The typical bull market portion extends about 3.75 years, on average,
during which time stocks advance at an annual rate of about 28%. The
typical bear market portion extends about 1.25 years, on average,
during which time stocks decline at an annual rate also about 28%.
Historically, that puts the typical bull market gain at about 152% from
trough-to-peak, followed by a bear market decline about 34% from
peak-to-trough, for a cumulative full-cycle total return of about 67%
(roughly 10.7% annualized). Taking the arithmetic average of past bull
market declines (a slightly different calculation), the typical bear
market comes in closer to a 32% decline. In any event, notice that even
a run-of-the-mill bear market decline wipes out more than half of the preceding bull market advance.
To put some perspective of where the market stands
at present, and why the siren’s song of the unfinished half-cycle is
so dangerous here, the chart below presents the S&P 500 since 1998.
Notice in particular that the apparent performance of the market is
strikingly different depending on the “lookback” that investors use.
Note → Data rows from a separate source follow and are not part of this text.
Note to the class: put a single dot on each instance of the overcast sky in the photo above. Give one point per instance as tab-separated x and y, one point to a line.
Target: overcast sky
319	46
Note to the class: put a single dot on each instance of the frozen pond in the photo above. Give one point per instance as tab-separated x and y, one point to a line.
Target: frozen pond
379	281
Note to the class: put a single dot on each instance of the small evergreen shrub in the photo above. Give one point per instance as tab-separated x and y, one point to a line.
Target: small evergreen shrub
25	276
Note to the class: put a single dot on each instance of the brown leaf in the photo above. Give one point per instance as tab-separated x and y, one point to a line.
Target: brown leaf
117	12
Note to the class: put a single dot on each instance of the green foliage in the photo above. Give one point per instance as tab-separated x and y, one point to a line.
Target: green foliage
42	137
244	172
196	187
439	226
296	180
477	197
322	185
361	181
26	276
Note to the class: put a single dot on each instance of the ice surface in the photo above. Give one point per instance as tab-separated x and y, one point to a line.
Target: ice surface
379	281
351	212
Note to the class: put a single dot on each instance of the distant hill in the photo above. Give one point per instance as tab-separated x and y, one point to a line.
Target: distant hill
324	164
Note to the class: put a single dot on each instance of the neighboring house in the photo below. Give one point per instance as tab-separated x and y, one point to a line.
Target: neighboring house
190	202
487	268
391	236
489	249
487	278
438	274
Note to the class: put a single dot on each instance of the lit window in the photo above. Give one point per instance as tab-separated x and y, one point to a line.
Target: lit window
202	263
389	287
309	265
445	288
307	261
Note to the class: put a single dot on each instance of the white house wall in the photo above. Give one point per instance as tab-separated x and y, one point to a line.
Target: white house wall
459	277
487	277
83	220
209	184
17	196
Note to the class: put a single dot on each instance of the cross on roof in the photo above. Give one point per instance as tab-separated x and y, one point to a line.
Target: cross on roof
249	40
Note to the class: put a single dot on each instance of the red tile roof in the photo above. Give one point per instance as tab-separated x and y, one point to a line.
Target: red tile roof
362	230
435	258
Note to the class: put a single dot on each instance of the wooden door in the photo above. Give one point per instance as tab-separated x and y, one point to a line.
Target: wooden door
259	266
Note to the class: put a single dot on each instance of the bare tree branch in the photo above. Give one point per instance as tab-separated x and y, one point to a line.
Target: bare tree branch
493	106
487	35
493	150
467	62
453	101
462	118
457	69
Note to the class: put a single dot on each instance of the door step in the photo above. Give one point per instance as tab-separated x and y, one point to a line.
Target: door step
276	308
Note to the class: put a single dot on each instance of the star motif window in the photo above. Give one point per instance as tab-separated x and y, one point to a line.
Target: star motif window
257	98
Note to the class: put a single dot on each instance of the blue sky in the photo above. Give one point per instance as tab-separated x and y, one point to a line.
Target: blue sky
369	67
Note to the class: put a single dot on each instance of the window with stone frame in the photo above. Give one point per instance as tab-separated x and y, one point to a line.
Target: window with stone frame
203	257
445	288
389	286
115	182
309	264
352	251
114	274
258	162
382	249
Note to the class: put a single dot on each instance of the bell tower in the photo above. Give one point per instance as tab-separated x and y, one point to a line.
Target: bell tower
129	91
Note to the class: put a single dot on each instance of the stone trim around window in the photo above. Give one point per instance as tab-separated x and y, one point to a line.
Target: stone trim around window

The 10-year lookback and the 4-year lookback are particularly
misleading because each captures an unfinished half-cycle; essentially a
trough-to-peak market move. Such lookbacks are useful only on the
assumption that the preceding bear market periods were entirely avoided,
and that the next one will be avoided as well. Otherwise, lookbacks
with less heroic assumptions (e.g. peak-to-peak across market cycles)
are more reasonable.
The chart above features two brackets. The first
shows depicts a run-of-the-mill market decline of 32%, which is the
historical average of how market cycles are completed. Such a
decline would wipe out more than half of the recent bull market
advance. The second bracket depicts a 39% bear market decline, which is
the historical average for cyclical bear markets that take place within secular bear market periods.